The following is a simple example. (The steps not mentioned in above figure imply default operations.)

**S1: Preset** 

- "**S1.2 Choose cancer**":  choose the all TCGA cancer types
- "**S1.3 Filter samples**":  By default, select all normal samples and tumor samples.

**S2: Get data** 

- "**S2.1 one pathway**": Select pathway HALLMARK_ADIPOGENESIS

**S3: Analyze & Visualize** : Analyze multi-omics data and visualize by `funkyheatmap` package.


```{r p1314, fig.cap='Example of Pathway Cross-Omics Analysis',  fig.align='center', echo = FALSE, out.width="100%"}
knitr::include_graphics('images/p1314.png')
```

**Column-1**: TCGA Names;

**Column-2[Expression Profile]**: 0-1 normalized median ssGSEA score of pathway in normal samples (include GTEx);

**Column-3[Expression Profile]**: 0-1 normalized median ssGSEA score of gene in tumor samples;

**Column-4[Expression Profile]**: The significance symbol of gene comparison between tumor and normal samples via *Wilcoxon* test (P<0.001, “\*\*\*”; P<0.01, “\*\*”; P<0.05, “*”; P>0.05, “-”).

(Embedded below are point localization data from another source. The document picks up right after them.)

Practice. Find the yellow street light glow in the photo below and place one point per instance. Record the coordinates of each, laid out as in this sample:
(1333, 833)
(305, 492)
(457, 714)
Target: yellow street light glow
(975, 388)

**Column-5[Mutation Profile]**: The distribution of mutation or wild pathway gene status in tumor samples. If one of pathway genes is mutated, it is considered as mutation.

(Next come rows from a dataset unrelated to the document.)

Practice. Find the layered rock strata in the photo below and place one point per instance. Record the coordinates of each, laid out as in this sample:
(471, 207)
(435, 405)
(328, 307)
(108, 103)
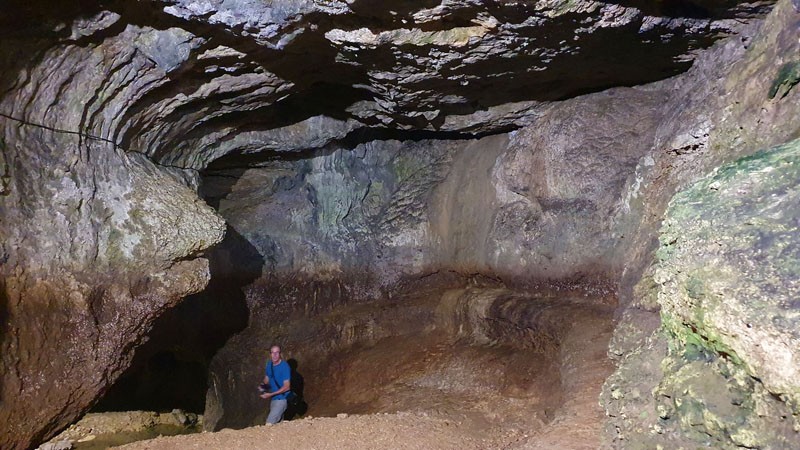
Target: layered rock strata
(110, 113)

**Column-6[Mutation Profile]**: The percentage of pathway mutation status in tumor samples.

**Column-7[Mutation Profile]**: The mean counts of mutated pathway genes in tumor samples.

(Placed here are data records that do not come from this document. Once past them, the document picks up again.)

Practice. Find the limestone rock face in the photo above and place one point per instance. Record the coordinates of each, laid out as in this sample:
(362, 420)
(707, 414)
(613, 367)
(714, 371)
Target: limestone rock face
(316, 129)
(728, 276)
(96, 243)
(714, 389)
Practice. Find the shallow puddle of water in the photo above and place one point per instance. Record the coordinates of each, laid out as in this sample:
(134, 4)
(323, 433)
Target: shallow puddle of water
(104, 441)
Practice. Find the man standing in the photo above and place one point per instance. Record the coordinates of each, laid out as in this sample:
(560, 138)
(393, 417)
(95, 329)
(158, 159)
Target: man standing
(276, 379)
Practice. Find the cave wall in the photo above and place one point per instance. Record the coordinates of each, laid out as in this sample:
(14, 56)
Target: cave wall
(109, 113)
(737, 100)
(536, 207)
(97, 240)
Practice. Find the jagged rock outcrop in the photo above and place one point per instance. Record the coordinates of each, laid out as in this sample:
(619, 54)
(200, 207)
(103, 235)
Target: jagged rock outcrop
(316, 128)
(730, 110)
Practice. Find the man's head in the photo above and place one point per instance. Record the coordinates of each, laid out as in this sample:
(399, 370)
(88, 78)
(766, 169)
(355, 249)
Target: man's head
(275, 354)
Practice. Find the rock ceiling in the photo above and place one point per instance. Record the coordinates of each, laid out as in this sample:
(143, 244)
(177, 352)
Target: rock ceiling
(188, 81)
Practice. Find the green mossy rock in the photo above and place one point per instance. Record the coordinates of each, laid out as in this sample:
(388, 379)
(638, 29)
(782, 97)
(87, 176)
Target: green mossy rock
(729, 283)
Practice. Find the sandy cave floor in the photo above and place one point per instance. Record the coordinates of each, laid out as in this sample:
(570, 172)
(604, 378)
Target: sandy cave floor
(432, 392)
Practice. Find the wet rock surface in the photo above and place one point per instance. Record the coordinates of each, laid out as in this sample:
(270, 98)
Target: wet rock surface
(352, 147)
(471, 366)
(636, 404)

**Column-8[CNV Profile]**: The distribution of pathway gene copy number variation status in tumor samples. (Amp, homozygous deletion or single copy deletion; Non, diploid normal copy; Del, Copy number amplification.)

**Column-9[CNV Profile]**:  The copy number amplification percentage of pathway genes  in tumor samples.

**Column-10[CNV Profile]**: The copy number deletion percentage of pathway gene in tumor samples.